These existing bi-level formulations for microbial strain design have inherent assumptions that nature will always cooperate with the human desire to select the mutants that serve the outer-level engineering objective the best, namely they assume that a cooperative environment exists between the outer-level (human) and inner-level (microbial strain) decision makers.
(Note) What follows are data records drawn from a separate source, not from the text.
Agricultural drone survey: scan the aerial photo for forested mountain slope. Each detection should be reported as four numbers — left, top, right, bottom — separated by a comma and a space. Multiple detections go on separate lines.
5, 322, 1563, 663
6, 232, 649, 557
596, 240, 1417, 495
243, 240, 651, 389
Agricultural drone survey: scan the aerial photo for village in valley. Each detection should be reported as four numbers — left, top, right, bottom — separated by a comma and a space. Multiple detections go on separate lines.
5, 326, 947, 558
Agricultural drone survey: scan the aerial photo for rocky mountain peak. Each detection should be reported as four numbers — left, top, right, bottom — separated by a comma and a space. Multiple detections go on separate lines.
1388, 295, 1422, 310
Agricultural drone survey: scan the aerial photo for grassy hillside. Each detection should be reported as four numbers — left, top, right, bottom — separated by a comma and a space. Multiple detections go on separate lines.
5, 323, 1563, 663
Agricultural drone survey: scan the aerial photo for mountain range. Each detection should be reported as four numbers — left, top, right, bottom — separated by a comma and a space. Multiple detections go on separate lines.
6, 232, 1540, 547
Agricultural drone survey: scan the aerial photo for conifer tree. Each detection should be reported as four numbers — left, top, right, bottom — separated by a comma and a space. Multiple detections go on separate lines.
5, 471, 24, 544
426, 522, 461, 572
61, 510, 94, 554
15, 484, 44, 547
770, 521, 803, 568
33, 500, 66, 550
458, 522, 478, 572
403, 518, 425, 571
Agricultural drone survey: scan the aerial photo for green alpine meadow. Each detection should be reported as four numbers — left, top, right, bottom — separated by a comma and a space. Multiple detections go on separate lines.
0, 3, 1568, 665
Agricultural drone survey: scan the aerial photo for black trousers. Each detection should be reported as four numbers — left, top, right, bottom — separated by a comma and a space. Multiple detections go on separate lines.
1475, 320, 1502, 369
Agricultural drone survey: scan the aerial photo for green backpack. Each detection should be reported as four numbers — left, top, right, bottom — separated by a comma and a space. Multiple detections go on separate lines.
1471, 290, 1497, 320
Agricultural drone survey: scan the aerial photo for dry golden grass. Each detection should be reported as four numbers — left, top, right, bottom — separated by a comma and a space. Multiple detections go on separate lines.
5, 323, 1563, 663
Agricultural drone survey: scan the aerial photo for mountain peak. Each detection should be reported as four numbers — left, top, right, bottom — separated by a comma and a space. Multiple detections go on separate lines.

However, in practice, surviving mutant strains may not always fit the best with the engineering goal. In addition, the model assumptions for the cell survival at the inner level are often the approximations to the real-world scenarios, which may result in the derived knockout strategies not overproducing the predicted amount of desirable biochemicals. Therefore, the robustness and viability of these predicted knockout strategies may need to be re-evaluated. For example, if the perturbed strains do not cooperate with the knockout implementer, they may do very opposite to the engineering objective and these optimistic bi-level strategies may not work in practice. In [20], we have shown that OptKnock-derived knockout strategies may produce the desired chemicals at levels much lower than the expected ones, when the aforementioned two assumptions are relaxed.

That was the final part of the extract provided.